News / Asia

    US-Pakistan Tensions Could Harm Regional Security

    India's Foreign Minister S.M. Krishna listens during a press conference with his French counterpart in New Delhi, October 20, 2011.
    India's Foreign Minister S.M. Krishna listens during a press conference with his French counterpart in New Delhi, October 20, 2011.

    India has expressed hopes that U.S. differences with Pakistan over Islamabad's alleged support to insurgents will be resolved amicably.

    India is concerned about the impact such a rift would have on its security.     

    Referring to escalating tensions between the United States and Pakistan,  India’s Foreign Minister S.M. Krishna has warned that anything which upsets the region will have devastating consequences for the developmental agenda of other countries, particularly India.

    Following talks Thursday with France's foreign minister in New Delhi, Krishna told reporters that Washington and Islamabad should sort out their recent differences through a dialogue.

    The Indian minister's comments came as U.S. Secretary of State Hillary Clinton visited Islamabad and urged Pakistan to deny safe havens to insurgents.

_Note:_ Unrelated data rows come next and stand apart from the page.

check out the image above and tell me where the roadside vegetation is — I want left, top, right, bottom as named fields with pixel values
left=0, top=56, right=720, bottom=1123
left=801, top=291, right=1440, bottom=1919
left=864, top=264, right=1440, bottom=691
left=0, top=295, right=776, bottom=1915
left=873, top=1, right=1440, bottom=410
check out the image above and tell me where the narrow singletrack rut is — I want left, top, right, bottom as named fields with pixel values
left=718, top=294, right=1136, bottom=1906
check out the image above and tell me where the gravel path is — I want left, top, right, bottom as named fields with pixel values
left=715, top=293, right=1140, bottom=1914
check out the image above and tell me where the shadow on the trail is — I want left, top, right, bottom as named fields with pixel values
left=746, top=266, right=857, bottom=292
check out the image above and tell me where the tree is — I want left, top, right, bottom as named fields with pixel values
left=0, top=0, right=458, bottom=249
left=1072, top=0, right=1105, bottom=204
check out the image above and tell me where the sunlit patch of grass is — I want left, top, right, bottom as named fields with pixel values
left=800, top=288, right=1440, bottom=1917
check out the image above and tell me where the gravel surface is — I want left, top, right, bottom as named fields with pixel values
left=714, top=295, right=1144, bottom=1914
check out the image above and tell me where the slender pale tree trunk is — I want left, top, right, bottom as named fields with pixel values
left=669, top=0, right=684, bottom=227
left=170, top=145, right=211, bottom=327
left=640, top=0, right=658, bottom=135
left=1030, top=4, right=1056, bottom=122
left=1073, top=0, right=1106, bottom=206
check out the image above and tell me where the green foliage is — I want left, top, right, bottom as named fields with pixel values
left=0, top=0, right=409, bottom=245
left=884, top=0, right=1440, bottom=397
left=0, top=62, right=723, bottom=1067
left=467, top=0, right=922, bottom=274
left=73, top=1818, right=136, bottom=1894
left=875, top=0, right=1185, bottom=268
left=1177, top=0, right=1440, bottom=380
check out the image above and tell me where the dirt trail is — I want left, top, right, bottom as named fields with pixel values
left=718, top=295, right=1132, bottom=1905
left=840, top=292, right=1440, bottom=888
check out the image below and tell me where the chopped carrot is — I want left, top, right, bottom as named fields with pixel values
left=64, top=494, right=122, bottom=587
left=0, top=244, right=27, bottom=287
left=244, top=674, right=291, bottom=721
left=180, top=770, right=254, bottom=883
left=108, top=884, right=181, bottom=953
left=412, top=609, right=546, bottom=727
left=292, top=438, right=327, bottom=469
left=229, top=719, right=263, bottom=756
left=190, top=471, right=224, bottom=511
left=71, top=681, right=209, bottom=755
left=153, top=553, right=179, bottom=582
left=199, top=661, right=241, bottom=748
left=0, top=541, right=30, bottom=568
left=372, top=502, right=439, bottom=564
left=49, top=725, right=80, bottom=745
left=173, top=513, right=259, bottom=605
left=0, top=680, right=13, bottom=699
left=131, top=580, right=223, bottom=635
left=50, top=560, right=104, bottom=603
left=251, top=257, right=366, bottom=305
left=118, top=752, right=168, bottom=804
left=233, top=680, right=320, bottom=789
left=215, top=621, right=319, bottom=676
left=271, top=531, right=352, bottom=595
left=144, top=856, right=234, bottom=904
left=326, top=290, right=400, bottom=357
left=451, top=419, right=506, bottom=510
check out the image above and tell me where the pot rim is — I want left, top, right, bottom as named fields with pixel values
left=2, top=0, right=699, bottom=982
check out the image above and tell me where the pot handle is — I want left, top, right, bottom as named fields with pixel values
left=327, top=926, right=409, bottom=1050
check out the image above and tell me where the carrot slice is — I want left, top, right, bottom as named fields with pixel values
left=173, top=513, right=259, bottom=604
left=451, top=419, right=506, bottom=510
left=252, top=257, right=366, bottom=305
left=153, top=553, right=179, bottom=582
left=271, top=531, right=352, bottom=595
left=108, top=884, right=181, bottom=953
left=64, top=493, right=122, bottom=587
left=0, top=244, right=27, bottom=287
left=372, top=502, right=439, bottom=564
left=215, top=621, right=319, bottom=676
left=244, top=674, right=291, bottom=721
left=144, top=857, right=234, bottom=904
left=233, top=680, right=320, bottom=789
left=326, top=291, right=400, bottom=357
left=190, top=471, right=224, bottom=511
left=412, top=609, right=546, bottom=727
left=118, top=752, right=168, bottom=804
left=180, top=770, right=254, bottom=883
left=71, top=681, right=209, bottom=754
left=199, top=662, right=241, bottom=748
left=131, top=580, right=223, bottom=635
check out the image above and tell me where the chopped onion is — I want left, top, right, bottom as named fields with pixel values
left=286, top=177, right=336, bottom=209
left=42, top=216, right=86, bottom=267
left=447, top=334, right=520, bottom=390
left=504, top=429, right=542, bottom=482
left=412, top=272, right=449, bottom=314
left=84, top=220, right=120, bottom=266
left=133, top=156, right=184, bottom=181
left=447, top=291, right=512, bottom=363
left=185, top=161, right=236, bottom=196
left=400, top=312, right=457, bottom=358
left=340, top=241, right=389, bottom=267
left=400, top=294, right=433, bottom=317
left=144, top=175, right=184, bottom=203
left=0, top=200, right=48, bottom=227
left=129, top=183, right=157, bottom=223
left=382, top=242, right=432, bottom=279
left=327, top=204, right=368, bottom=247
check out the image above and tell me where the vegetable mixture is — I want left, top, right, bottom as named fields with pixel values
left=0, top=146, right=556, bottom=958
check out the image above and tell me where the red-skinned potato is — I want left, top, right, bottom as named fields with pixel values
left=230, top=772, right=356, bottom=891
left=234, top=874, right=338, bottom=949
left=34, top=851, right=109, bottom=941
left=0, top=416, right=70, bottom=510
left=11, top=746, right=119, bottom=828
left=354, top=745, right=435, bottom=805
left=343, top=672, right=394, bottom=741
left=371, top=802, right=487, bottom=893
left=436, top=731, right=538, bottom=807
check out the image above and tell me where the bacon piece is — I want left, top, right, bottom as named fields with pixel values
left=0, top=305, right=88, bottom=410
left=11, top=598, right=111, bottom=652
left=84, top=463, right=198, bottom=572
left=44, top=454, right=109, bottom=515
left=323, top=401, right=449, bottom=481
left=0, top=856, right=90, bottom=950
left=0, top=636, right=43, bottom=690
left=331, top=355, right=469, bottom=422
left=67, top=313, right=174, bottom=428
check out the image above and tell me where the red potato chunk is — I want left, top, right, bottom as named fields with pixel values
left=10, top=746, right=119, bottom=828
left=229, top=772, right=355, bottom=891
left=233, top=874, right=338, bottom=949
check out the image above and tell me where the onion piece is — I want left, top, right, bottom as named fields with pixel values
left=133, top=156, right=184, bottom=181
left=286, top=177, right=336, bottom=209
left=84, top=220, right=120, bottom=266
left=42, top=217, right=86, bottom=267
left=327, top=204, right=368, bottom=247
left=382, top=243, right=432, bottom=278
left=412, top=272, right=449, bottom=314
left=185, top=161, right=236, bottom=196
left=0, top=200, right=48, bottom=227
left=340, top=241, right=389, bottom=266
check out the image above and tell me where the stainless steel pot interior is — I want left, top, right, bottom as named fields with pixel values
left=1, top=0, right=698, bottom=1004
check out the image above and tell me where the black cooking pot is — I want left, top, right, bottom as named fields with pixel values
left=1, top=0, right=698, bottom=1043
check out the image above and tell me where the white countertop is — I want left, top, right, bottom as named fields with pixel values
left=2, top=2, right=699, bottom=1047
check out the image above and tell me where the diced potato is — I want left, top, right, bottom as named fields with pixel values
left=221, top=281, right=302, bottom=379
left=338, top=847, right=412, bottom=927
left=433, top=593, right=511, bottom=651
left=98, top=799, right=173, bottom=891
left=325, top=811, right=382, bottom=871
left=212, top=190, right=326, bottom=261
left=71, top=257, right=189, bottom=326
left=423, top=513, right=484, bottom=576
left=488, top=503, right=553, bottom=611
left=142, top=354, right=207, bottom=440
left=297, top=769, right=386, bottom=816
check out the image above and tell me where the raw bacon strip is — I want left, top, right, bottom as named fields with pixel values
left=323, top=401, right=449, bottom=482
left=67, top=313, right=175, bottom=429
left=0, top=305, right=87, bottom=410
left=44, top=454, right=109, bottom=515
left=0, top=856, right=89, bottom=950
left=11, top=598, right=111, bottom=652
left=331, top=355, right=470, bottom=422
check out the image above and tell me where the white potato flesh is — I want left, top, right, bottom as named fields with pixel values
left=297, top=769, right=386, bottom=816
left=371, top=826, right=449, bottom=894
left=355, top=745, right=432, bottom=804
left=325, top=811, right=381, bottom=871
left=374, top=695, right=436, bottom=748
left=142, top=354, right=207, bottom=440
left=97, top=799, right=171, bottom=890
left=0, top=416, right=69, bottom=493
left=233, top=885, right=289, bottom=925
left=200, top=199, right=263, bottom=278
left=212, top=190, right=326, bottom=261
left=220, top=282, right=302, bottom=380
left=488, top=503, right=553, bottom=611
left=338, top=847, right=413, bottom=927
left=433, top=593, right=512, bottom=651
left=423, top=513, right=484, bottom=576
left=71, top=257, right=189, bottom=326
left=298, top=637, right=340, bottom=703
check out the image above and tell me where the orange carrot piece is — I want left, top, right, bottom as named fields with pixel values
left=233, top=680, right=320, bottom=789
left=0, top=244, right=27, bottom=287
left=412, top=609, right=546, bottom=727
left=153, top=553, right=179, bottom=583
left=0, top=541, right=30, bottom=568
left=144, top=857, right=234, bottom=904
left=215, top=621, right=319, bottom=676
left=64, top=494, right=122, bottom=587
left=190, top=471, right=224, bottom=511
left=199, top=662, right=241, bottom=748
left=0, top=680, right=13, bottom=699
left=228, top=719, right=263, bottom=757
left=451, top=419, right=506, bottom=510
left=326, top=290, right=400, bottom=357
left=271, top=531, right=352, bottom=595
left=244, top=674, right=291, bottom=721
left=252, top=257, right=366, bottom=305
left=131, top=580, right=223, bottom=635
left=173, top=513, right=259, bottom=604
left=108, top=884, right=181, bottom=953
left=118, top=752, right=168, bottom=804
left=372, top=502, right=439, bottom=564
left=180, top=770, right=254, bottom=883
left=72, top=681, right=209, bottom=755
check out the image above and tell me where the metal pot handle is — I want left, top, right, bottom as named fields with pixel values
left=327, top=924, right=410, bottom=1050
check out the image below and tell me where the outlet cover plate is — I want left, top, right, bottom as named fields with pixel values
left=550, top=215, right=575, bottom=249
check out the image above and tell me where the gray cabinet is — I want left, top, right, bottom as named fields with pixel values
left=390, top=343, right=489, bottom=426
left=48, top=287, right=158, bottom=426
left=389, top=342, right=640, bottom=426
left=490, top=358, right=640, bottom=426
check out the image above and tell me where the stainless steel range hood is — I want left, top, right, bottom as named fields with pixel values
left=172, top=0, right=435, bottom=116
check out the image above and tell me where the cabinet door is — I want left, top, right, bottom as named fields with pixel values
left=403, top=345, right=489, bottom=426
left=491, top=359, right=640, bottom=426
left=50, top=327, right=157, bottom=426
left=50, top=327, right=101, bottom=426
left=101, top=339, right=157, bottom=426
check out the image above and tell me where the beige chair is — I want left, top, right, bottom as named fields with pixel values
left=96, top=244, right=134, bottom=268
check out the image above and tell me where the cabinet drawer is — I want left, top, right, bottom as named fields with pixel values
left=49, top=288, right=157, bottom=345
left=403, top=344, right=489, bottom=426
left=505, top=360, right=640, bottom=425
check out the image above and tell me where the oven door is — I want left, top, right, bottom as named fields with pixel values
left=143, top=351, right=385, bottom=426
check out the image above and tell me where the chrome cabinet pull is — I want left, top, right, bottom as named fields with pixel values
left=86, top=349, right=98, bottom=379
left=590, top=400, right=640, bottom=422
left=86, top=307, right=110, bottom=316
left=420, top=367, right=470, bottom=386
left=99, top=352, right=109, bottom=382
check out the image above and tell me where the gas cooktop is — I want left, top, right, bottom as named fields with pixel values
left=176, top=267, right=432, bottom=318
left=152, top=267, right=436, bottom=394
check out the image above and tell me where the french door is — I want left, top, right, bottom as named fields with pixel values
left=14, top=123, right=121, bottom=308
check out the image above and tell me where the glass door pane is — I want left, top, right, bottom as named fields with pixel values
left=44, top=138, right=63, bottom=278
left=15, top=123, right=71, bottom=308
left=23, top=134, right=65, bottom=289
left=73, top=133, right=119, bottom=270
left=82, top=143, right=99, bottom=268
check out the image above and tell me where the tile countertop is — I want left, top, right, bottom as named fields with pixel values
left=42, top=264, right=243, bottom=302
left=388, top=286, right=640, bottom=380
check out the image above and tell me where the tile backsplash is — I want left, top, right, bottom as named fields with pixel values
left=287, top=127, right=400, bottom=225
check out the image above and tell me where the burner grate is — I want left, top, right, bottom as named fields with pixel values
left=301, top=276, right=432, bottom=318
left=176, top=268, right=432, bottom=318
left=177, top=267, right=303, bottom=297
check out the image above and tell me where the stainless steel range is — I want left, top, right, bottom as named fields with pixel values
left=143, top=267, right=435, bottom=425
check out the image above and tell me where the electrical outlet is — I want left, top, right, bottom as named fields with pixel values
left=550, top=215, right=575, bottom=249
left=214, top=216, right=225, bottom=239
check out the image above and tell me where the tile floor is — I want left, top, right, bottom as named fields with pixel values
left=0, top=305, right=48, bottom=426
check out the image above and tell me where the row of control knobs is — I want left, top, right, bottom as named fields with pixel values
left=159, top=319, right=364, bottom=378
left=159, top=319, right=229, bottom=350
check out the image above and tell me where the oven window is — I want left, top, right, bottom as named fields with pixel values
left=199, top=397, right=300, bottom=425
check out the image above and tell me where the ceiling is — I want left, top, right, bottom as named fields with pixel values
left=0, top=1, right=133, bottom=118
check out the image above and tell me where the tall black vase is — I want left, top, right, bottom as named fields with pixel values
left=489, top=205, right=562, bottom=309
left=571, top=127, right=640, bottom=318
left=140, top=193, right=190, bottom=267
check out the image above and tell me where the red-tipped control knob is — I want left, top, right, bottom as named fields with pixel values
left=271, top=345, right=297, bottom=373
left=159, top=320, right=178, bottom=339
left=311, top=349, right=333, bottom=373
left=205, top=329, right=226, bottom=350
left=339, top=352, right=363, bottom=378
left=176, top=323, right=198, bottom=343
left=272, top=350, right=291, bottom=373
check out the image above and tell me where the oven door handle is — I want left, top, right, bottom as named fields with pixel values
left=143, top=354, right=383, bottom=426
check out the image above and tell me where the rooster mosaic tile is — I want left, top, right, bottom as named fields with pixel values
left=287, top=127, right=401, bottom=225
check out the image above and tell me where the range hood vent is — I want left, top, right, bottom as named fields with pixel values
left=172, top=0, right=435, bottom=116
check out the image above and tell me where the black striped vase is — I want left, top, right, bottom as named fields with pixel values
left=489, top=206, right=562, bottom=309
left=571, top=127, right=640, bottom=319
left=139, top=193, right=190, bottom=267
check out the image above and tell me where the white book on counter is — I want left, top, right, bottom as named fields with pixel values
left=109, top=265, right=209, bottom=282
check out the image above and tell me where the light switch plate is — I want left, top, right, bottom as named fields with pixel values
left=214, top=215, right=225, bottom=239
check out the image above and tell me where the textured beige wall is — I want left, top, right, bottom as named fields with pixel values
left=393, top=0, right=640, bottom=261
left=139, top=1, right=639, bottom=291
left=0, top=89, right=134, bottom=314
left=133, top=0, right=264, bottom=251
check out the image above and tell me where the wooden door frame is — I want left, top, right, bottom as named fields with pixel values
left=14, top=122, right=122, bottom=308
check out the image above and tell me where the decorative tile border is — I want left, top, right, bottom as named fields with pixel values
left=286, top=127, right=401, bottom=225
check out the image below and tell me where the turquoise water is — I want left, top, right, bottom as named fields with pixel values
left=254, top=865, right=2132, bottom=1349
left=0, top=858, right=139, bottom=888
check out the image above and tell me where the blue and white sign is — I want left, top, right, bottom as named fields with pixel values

    In recent months, a war of words has erupted between the two countries amid U.S. accusations that Pakistan's military spy agency, the ISI, has links to the Haqqani militant network.  The al-Qaida-linked group has launched several high profile attacks against U.S. and NATO forces in Afghanistan. Islamabad denies providing support to the militant network.

    Bharat Karnad at New Delhi’s Center for Policy Research says India could be adversely impacted if relations between the Washington and Islamabad further deteriorate.     

    “If push comes to shove and things get so bad [between Pakistan and the U.S.], then obviously there is going to be some spillover effects on India, in the sense then that the ISI and their Pakistan army controllers might feel they have absolutely nothing to lose because they have so much on their platter, a little added danger of inciting those militant groups to strike at Indian targets and so on would be worth the risk," Karnad said. "That is the kind of thing perhaps what the government of India is worried about.”    

    India has long accused Pakistan of allowing militant networks which target India to operate from its soil.

    But in recent months, there has been a thaw in relations between the longtime South Asian rivals.  The neighbors revived their stalled peace dialogue last year and are now trying to work out a trade deal to boost commerce.

    Karnad says there is optimism in both countries about the peace dialogue.

    “They are on the up and up. Here the government of India is reaching out in very substantive ways and the Pakistani regime is responding.  And I don’t think that has in any way been derailed, by anything that is happening between Islamabad and Washington,” he said.   

    Indian leaders say that peace and stability in Pakistan is necessary not only for India and South Asia, but for the whole world, and have often called on Islamabad to clamp down on militant groups operating from its soil.